Die klinische Beurteilung der Vitalität der Muskulatur erfolgt anhand der Kriterien Farbe, arterielle Blutung und Kontraktion bei galvanischer Stimulation durch Elektrokoagulation. Nicht mehr vitale Muskulatur muss großzügig, gegebenenfalls auch im Verlauf, reseziert werden. Zur Revaskularisation eventuell angelegter und nun durch die Fasziotomie exponierter Bypässe, vor allem bei Verwendung von alloplastischem Material, müssen sorgfältig möglichst mit vitaler Muskulatur gedeckt werden. In diesem Zusammenhang und vor allem auch hinsichtlich der Infektionsprophylaxe kommt schließlich dem sorgfältigen Wundverschluss große Bedeutung zu.

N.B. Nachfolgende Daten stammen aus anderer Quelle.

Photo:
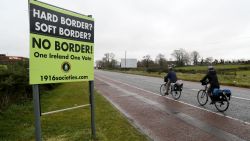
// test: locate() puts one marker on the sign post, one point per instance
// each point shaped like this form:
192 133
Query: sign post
92 109
61 50
37 112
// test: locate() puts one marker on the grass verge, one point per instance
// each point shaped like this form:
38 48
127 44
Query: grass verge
17 122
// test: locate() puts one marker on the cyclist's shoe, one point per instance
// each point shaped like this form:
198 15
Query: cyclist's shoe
212 102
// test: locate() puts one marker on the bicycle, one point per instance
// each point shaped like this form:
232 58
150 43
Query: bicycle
221 98
175 90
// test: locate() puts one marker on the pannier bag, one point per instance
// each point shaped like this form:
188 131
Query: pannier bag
218 92
178 86
227 92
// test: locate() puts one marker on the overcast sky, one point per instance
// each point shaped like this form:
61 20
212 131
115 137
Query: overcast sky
214 28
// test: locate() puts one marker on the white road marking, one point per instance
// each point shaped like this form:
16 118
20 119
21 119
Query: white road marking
245 122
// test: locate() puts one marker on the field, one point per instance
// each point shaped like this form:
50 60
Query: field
17 122
233 75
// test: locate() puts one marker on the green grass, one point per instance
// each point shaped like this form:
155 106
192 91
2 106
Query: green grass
17 122
3 67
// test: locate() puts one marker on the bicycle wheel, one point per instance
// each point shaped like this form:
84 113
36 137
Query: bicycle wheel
176 94
222 104
163 89
202 97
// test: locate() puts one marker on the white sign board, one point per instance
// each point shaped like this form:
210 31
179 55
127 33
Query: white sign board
128 63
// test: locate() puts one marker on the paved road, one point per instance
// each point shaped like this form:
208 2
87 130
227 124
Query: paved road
165 119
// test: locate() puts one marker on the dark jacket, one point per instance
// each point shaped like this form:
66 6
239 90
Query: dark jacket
171 76
212 79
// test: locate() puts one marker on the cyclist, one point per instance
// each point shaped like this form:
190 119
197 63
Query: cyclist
170 78
212 78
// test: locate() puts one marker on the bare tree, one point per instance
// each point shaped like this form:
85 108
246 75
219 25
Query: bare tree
181 56
209 60
161 60
195 56
146 61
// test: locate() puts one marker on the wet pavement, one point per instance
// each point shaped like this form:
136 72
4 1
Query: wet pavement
163 119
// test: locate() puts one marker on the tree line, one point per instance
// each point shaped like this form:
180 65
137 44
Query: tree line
180 58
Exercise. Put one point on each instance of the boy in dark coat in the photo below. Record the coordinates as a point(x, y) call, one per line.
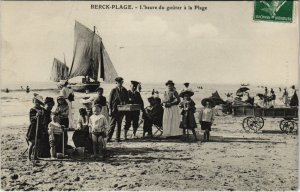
point(44, 143)
point(118, 96)
point(132, 117)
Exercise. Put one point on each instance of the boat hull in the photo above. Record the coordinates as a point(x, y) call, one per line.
point(85, 87)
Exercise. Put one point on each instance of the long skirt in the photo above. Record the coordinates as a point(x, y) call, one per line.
point(70, 116)
point(171, 121)
point(104, 112)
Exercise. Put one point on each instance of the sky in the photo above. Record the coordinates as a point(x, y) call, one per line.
point(220, 45)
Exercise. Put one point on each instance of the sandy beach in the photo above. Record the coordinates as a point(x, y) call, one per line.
point(233, 160)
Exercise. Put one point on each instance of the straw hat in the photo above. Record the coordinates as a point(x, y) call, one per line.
point(38, 98)
point(49, 100)
point(150, 99)
point(186, 92)
point(170, 82)
point(119, 79)
point(86, 100)
point(60, 97)
point(205, 100)
point(135, 83)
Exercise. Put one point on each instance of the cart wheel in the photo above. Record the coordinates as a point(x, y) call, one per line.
point(245, 124)
point(286, 126)
point(260, 122)
point(255, 123)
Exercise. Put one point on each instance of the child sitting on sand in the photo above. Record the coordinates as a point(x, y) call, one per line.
point(188, 110)
point(55, 131)
point(34, 134)
point(98, 127)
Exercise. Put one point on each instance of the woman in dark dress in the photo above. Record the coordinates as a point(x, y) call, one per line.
point(44, 142)
point(63, 113)
point(36, 118)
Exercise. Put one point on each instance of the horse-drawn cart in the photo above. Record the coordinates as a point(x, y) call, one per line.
point(254, 117)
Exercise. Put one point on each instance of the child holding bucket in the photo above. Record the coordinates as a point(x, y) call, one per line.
point(55, 131)
point(188, 121)
point(98, 127)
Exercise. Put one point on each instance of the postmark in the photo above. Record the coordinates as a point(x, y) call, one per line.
point(274, 11)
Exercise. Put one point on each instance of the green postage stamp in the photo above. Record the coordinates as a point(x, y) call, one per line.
point(276, 10)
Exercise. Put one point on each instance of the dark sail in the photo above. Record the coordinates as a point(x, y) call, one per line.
point(59, 71)
point(86, 53)
point(107, 70)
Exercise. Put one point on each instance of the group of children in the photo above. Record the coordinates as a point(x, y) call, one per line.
point(93, 123)
point(51, 128)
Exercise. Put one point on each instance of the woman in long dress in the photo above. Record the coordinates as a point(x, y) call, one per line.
point(171, 118)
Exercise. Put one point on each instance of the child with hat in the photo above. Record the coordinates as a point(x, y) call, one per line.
point(206, 117)
point(34, 133)
point(101, 100)
point(188, 109)
point(55, 131)
point(98, 127)
point(62, 110)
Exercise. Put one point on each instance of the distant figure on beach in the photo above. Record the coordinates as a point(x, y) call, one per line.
point(101, 101)
point(55, 131)
point(27, 89)
point(188, 107)
point(206, 117)
point(66, 92)
point(294, 99)
point(139, 87)
point(272, 98)
point(88, 105)
point(36, 127)
point(63, 111)
point(171, 118)
point(266, 91)
point(152, 115)
point(133, 117)
point(155, 93)
point(118, 96)
point(186, 87)
point(98, 126)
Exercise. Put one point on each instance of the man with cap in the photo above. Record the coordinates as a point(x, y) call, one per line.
point(152, 115)
point(132, 117)
point(118, 96)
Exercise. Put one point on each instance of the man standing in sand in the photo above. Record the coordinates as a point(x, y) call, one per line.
point(133, 117)
point(118, 96)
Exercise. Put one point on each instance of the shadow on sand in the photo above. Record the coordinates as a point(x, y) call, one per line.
point(221, 139)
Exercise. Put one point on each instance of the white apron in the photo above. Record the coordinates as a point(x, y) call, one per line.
point(171, 121)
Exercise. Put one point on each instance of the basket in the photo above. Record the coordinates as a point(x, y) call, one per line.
point(129, 107)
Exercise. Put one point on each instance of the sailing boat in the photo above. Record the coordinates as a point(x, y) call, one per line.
point(90, 60)
point(60, 71)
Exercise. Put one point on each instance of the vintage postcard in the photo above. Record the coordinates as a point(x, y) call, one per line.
point(149, 95)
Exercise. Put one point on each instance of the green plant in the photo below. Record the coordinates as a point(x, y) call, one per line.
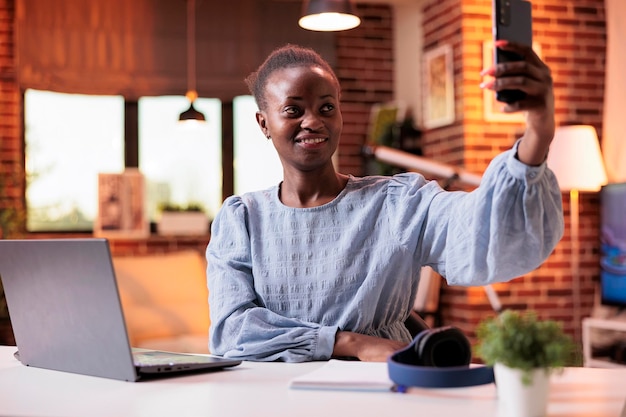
point(523, 341)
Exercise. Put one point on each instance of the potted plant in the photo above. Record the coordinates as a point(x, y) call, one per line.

Verlauf, Prognose, Nachsorge

Bei rechtzeitiger und konsequenter Therapie mit vollständiger Druckentlastung in allen betroffenen Kompartments ist eine Restitutio ad integrum möglich.
Nach Fasziotomie im Extremitätenbereich sollte eine Sekundärnaht zum Wundverschluss erfolgen oder es ist bei Dehiszenz der Wundränder die plastische Deckung („meshgraft“) erforderlich.
Bei Verkennung der Diagnose oder insuffizienter Therapie kann die sog. Volkmann-Kontraktur, nach der Erstbeschreibung einer ischämischen Kontraktur der Unterarmmuskulatur bei Kindern nach suprakondylärer Humerusfraktur mit Begleitverletzung der A. brachialis benannt, resultieren (Volkmann 1881). Analog kann eine Muskelatrophie nach inkompletter Behandlung eines Kompartmentsyndroms am Unterschenkel entstehen.
Das sog. Crush-Syndrom als Extremform des Kompartmentsyndroms resultiert aus schwerem stumpfem Trauma oder prolongierter Kompression eines Skelettmuskels, wodurch eine Myonekrose eintritt.